A total of 128 fireworks calls — just over half — were carried as information and not dispatched because there wasn’t information about specific location or origin of the fireworks.
“The Police Department has worked with the Joint Emergency Communication Center to ensure more detailed information is obtained and those calls get dispatched in the future,” the memo said.
There were nine warnings given and no citations issued this July 4 period in Iowa City.
Cedar Rapids police had 628 calls about fireworks in June and July, a decline from the previous two years. The city issued 12 citations for illegal fireworks use.
Illegally setting off fireworks in Iowa City is a simple misdemeanor punishable by a fine of at least $250, according to city code. In Cedar Rapids, violators face up to a $625 fine.
Increase in fireworks tents
There were four consumer firework retailers operating in city limits this year. Iowa City previously allowed consumer firework sales to be sold in industrial zones only before the law changed. Two vendors were lacking information but set up anyway, the city said.

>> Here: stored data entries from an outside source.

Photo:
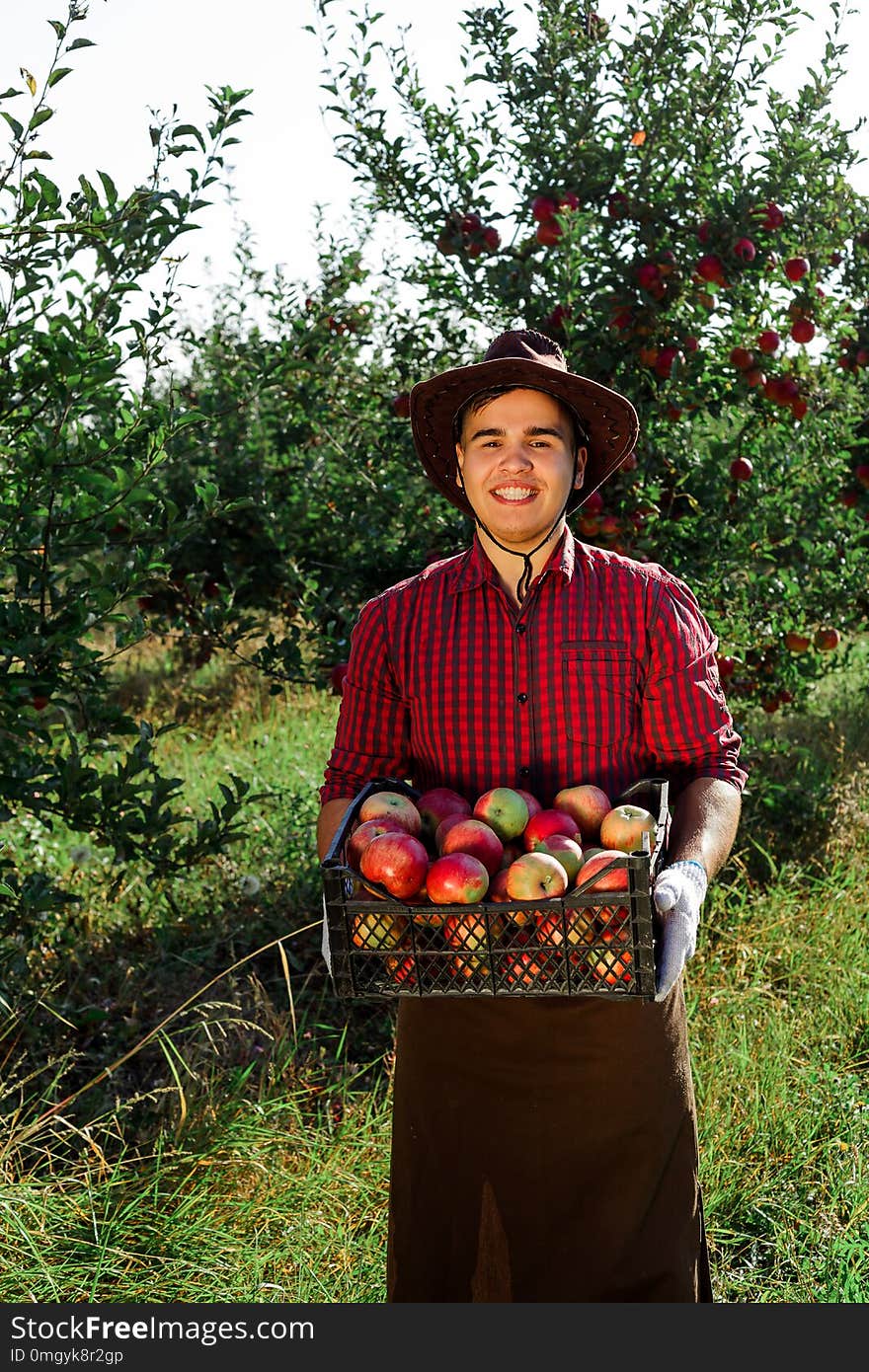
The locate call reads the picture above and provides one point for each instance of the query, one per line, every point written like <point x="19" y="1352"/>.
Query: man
<point x="544" y="1149"/>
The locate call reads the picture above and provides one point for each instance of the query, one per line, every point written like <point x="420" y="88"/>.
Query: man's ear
<point x="583" y="456"/>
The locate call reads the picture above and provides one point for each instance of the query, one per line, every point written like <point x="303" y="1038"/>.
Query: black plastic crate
<point x="584" y="943"/>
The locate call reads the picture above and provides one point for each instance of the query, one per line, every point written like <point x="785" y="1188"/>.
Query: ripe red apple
<point x="526" y="969"/>
<point x="795" y="269"/>
<point x="545" y="822"/>
<point x="578" y="924"/>
<point x="531" y="801"/>
<point x="497" y="886"/>
<point x="587" y="804"/>
<point x="472" y="836"/>
<point x="827" y="639"/>
<point x="472" y="932"/>
<point x="337" y="678"/>
<point x="767" y="341"/>
<point x="742" y="468"/>
<point x="456" y="879"/>
<point x="358" y="840"/>
<point x="504" y="809"/>
<point x="403" y="970"/>
<point x="598" y="862"/>
<point x="396" y="861"/>
<point x="535" y="877"/>
<point x="435" y="804"/>
<point x="393" y="802"/>
<point x="378" y="929"/>
<point x="802" y="331"/>
<point x="548" y="233"/>
<point x="443" y="827"/>
<point x="513" y="850"/>
<point x="612" y="963"/>
<point x="625" y="825"/>
<point x="710" y="267"/>
<point x="566" y="851"/>
<point x="468" y="964"/>
<point x="542" y="207"/>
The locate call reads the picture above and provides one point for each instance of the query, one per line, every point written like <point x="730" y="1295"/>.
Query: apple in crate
<point x="472" y="836"/>
<point x="567" y="851"/>
<point x="625" y="826"/>
<point x="612" y="963"/>
<point x="443" y="827"/>
<point x="435" y="804"/>
<point x="468" y="932"/>
<point x="615" y="878"/>
<point x="588" y="804"/>
<point x="497" y="886"/>
<point x="526" y="969"/>
<point x="456" y="879"/>
<point x="403" y="970"/>
<point x="398" y="862"/>
<point x="580" y="925"/>
<point x="535" y="877"/>
<point x="378" y="929"/>
<point x="504" y="809"/>
<point x="548" y="822"/>
<point x="358" y="840"/>
<point x="382" y="802"/>
<point x="531" y="801"/>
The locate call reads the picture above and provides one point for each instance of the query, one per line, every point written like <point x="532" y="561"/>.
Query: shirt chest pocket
<point x="598" y="683"/>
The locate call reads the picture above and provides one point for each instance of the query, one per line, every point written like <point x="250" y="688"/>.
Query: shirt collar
<point x="474" y="567"/>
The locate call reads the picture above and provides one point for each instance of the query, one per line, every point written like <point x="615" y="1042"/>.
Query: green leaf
<point x="18" y="129"/>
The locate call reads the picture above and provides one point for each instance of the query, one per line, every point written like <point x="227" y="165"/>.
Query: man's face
<point x="517" y="465"/>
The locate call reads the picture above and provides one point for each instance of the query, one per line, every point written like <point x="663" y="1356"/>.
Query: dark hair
<point x="481" y="398"/>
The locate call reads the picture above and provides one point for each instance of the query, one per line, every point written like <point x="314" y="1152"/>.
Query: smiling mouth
<point x="514" y="495"/>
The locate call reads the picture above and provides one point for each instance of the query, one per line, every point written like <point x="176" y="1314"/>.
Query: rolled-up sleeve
<point x="685" y="720"/>
<point x="372" y="732"/>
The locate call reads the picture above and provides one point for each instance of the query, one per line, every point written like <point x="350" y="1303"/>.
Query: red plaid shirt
<point x="607" y="675"/>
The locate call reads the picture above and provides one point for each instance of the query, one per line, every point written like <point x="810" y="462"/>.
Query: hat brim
<point x="608" y="419"/>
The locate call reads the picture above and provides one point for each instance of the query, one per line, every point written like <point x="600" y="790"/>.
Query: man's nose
<point x="515" y="457"/>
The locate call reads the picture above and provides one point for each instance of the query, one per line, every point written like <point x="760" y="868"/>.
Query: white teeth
<point x="514" y="493"/>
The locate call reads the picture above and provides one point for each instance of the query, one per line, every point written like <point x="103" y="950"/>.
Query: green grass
<point x="238" y="1147"/>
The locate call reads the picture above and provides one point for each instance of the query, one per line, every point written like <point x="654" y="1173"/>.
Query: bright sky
<point x="151" y="53"/>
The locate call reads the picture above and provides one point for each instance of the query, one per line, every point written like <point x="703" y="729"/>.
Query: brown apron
<point x="544" y="1149"/>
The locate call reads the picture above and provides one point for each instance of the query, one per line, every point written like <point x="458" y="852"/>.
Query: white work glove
<point x="678" y="893"/>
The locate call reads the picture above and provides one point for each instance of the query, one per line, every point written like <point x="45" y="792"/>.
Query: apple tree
<point x="87" y="521"/>
<point x="640" y="190"/>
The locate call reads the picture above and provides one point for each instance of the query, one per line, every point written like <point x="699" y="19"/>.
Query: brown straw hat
<point x="524" y="358"/>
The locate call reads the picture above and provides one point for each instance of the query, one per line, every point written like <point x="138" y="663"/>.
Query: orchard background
<point x="194" y="512"/>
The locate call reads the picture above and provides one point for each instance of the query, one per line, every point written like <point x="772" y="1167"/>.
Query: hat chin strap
<point x="527" y="571"/>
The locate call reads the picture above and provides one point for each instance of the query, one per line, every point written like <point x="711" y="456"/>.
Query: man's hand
<point x="678" y="893"/>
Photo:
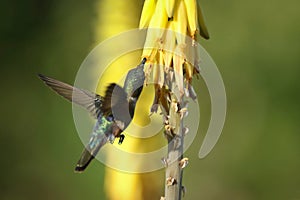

According to the Iowa Department of Public Safety, the four vendors were:
- Bellino Fireworks, 1720 Waterfront Dr.
- Iowa Fireworks Company, 1015 IA-1
- Jakes Fireworks, 919 Highway 1 W
- Tiger Tooth Fireworks, 2605 Naples Ave SW
Cedar Rapids also saw an increase in fireworks tents. There were 10 sites selling fireworks compared with one last year. Three of the sites this year did not have a city permit. The Gazette reported last week the city is working with legal services regarding Cornellier Fireworks of Iowa’s failure to obtain the city permits.